For the given pair of equations, give the slopes of the lines, and then determine whether the two lines are parallel, perpendicular, or neither. \( \begin{array}{l}2 x+5 y=2 \\ 4 x+10 y=1\end{array} \) Select the correct choice below and, if necessary, fill in the answer box to complete your choice. A. The slope of \( 2 x+5 y=2 \) is (Type an integer or a simplified fraction.) B. The slope of \( 2 x+5 y=2 \) is undefined.

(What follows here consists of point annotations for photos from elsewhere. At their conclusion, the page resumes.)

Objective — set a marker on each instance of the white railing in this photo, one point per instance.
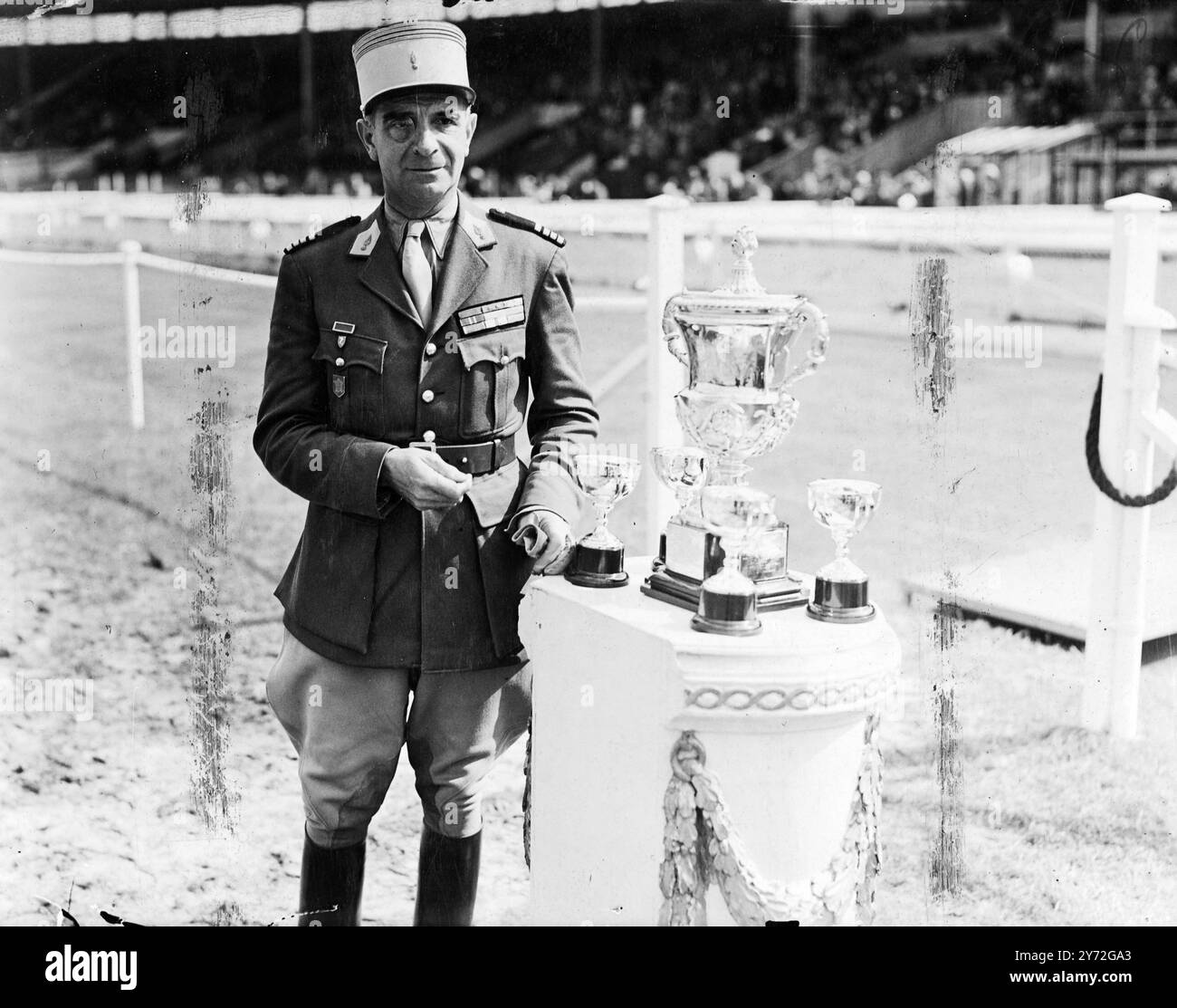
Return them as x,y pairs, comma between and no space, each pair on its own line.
1131,427
132,259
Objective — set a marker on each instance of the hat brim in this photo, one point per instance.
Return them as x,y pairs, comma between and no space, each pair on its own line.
416,87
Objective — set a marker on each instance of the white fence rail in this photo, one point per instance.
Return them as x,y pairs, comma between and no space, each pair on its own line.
1064,230
1131,427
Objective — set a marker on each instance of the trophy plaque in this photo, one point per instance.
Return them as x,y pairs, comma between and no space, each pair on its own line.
737,344
599,557
839,589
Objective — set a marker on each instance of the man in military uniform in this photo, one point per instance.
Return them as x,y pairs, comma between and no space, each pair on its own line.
401,352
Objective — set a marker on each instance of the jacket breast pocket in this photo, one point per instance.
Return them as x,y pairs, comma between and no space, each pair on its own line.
354,376
493,369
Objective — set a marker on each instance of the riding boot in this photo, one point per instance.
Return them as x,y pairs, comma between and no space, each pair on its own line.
330,885
446,879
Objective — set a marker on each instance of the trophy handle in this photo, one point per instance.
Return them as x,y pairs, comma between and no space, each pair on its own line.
816,353
674,336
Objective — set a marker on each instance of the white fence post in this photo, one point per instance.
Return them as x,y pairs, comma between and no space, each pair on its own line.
1130,380
130,251
664,375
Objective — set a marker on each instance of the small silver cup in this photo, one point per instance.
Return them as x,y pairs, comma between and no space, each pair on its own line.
728,599
839,588
599,557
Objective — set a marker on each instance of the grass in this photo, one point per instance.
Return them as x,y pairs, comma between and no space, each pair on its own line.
1060,827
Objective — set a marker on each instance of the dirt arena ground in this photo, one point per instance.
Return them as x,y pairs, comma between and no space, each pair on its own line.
1060,827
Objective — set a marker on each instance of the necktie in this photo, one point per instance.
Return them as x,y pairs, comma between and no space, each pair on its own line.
418,274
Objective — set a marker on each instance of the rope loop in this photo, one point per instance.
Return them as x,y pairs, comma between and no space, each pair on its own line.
1095,466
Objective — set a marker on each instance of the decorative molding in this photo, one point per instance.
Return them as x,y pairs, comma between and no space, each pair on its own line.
770,699
702,846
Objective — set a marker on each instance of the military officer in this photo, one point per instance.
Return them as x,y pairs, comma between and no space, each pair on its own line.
404,352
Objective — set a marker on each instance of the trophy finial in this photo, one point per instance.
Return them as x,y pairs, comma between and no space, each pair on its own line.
744,281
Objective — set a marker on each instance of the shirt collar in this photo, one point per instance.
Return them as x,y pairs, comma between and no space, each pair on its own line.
439,224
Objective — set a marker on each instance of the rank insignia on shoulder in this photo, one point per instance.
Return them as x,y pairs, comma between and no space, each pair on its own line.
522,224
330,228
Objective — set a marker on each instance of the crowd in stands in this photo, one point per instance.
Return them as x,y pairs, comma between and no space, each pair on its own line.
677,116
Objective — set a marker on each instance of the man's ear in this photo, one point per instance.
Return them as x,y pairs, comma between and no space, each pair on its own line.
364,130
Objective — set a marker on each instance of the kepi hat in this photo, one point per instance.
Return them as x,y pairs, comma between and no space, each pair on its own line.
408,55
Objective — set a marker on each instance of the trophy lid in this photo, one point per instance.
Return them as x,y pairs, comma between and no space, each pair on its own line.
742,296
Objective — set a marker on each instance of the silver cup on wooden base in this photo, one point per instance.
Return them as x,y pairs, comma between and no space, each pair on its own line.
599,557
839,588
728,599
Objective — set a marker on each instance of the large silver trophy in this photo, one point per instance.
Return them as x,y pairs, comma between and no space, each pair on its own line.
738,344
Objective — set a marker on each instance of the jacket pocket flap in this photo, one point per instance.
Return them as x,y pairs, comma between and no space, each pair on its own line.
363,351
494,494
495,348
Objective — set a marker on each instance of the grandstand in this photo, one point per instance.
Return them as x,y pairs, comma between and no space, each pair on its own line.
588,99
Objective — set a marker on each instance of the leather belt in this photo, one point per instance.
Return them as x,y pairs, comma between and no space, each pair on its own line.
474,458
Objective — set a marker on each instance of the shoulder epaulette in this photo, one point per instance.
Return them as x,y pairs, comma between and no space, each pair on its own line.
330,228
522,224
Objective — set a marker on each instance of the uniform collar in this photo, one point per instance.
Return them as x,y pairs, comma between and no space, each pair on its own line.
439,224
474,225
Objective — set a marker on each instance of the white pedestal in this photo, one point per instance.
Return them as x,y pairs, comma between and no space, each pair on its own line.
619,677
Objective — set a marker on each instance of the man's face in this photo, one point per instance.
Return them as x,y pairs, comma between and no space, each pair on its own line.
420,142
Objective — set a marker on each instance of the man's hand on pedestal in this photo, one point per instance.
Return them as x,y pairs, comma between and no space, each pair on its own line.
424,479
546,537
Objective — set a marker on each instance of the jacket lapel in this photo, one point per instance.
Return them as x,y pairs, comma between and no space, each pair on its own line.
381,273
463,271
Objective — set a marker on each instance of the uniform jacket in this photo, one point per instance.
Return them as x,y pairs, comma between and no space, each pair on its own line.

To find the slopes of the given lines, we first need to rewrite both equations in slope-intercept form (y = mx + b), where m is the slope. For the first equation, \( 2x + 5y = 2 \): 1. Rearranging gives us \( 5y = -2x + 2 \). 2. Dividing all terms by 5 results in \( y = -\frac{2}{5}x + \frac{2}{5} \). The slope of the first line is \( -\frac{2}{5} \). For the second equation, \( 4x + 10y = 1 \): 1. Rearranging gives us \( 10y = -4x + 1 \). 2. Dividing all terms by 10 results in \( y = -\frac{2}{5}x + \frac{1}{10} \). The slope of the second line is also \( -\frac{2}{5} \). Since both slopes are equal, the lines are parallel. A. The slope of \( 2x + 5y = 2 \) is \( -\frac{2}{5} \). B. The slope of \( 4x + 10y = 1 \) is also \( -\frac{2}{5} \). Thus, the lines are parallel!